Modification of other cardiovascular risk factors
In addition to treatment of hypertension, aggressive reduction of other cardiovascular risk factors is usually recommended. Treatment of dyslipidaemia with statins is supported by post hoc analyses in stage 3A CKD.15 Large trials are currently investigating efficacy in more advanced CKD; to date, studies have been negative.16–18 There is little available evidence to inform the use of antiplatelet therapy. Although there is an increased risk of bleeding in CKD with aspirin,19 the increased cardiovascular risk weighs in favour of aspirin for most patients. Smoking cessation, weight reduction and an appropriate exercise regimen have minimal evidence to support them but are usually recommended.
Other complications of chronic kidney disease
Renal anaemia,20 CKD mineral bone disease,21 metabolic acidosis22 and other complications of CKD typically arise in stage 4–5 CKD and are managed by nephrologists. The non-nephrologist should remain alert to their presence in less advanced CKD.
Referral
Most patients with CKD will be managed in primary care and do not require referral to a nephrologist. However, referral may be necessary for further investigation, counselling, more complex therapies or because of the likelihood of progression to dialysis or kidney transplantation (Table 3). Younger adults with CKD of any stage should be considered for referral because of the higher risk of reaching dialysis within their lifetime.
Table 3.
Reasons for considering referral of a patient with chronic kidney disease (CKD) to a nephrologist.∗
Key Points
Chronic kidney disease (CKD) is defined by a reduced estimated glomerular filtration rate (eGFR), proteinuria, haematuria and/or structural abnormalities persistent for more than 90 days
CKD is common affecting over 13% of the population
Increased cardiovascular risk is the main consequence of mild to moderate CKD
The most effective intervention is good blood pressure control, with angiotensin-converting enzyme inhibitors or angiotensin-2 receptor blockers preferred in proteinuric patients
Controversies in chronic kidney disease
Some argue that a reduced GFR is a natural consequence of ageing and that CKD medicalises old age. CKD is certainly common in the elderly, but the healthy elderly have relatively preserved GFR so CKD is not inevitable. Recent studies suggest that stage 3A carries little or no additional risk in the over 75s23 so intervention may be unnecessary.
The CKD classification labels isolated microalbuminuria as stage 1. Some consider this is a further example of medicalisation, with limited evidence that it represents genuine kidney disease in non-diabetics.
It remains unclear what strategy should be used to screen for kidney disease. Better prediction of cardiovascular and renal risk24 is required if interventions are to be targeted appropriately.
There is a dearth of intervention studies in this population, but extrapolation from other populations may not be appropriate.
Summary
CKD is common and its prevalence may be increasing.

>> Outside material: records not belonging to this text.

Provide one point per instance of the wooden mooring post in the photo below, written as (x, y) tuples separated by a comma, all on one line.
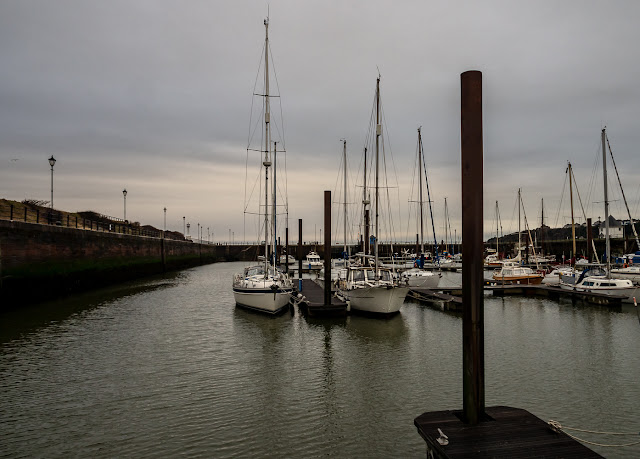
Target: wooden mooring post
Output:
[(327, 247), (476, 431)]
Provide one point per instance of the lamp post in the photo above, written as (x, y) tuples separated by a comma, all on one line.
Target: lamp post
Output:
[(52, 162), (124, 193)]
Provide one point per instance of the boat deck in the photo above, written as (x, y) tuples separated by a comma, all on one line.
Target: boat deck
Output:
[(505, 432), (448, 301), (450, 298)]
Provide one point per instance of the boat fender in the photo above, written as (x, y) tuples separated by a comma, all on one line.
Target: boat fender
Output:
[(443, 439)]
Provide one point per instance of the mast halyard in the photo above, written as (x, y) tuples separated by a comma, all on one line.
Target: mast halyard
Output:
[(497, 233), (378, 134), (274, 240), (519, 240), (365, 204), (421, 199), (573, 223), (344, 153), (267, 142), (624, 198), (606, 202)]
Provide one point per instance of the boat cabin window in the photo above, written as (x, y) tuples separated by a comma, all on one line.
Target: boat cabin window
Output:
[(255, 271), (358, 276)]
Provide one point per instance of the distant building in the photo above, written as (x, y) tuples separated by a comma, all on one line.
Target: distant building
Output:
[(616, 230)]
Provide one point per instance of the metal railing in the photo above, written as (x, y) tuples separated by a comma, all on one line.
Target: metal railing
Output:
[(44, 216)]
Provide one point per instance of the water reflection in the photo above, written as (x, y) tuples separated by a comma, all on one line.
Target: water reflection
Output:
[(21, 321), (373, 330)]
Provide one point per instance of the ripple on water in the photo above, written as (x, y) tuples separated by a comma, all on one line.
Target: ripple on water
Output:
[(170, 367)]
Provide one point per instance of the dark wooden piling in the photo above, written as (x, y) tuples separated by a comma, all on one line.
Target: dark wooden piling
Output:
[(327, 247), (477, 431), (286, 248), (589, 238), (472, 247), (314, 305), (300, 254)]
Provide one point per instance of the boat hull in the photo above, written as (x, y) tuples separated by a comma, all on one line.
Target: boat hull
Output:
[(629, 293), (424, 279), (263, 300), (532, 280), (379, 300)]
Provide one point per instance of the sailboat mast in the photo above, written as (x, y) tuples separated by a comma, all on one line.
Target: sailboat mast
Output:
[(421, 200), (344, 153), (497, 233), (624, 198), (274, 240), (573, 224), (378, 133), (446, 230), (606, 200), (267, 141), (542, 227), (365, 204), (519, 242)]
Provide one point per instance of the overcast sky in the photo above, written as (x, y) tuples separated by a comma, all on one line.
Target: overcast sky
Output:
[(156, 96)]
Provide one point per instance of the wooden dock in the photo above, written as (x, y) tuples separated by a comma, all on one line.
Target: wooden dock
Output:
[(313, 301), (424, 295), (504, 432), (450, 298)]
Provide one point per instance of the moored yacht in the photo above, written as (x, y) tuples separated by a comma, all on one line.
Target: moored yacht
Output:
[(514, 273), (313, 261), (262, 287)]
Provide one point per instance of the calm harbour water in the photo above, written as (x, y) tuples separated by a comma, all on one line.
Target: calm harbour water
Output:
[(169, 366)]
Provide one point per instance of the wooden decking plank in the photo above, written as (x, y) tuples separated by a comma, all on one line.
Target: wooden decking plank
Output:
[(512, 433)]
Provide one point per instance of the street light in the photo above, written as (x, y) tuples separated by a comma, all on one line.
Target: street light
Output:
[(52, 162), (124, 193)]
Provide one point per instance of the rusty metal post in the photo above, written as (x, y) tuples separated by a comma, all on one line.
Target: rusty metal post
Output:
[(299, 254), (472, 246), (327, 247)]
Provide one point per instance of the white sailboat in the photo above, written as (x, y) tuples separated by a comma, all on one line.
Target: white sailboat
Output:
[(605, 284), (373, 289), (416, 277), (262, 287)]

It carries with it a substantial cardiovascular risk but the vast majority of patients will never require dialysis. The minority requiring further investigation or complex management should be promptly identified and referred to a nephrologist. The remaining patients require lifelong monitoring in primary care and careful attention to their cardiovascular risk factors.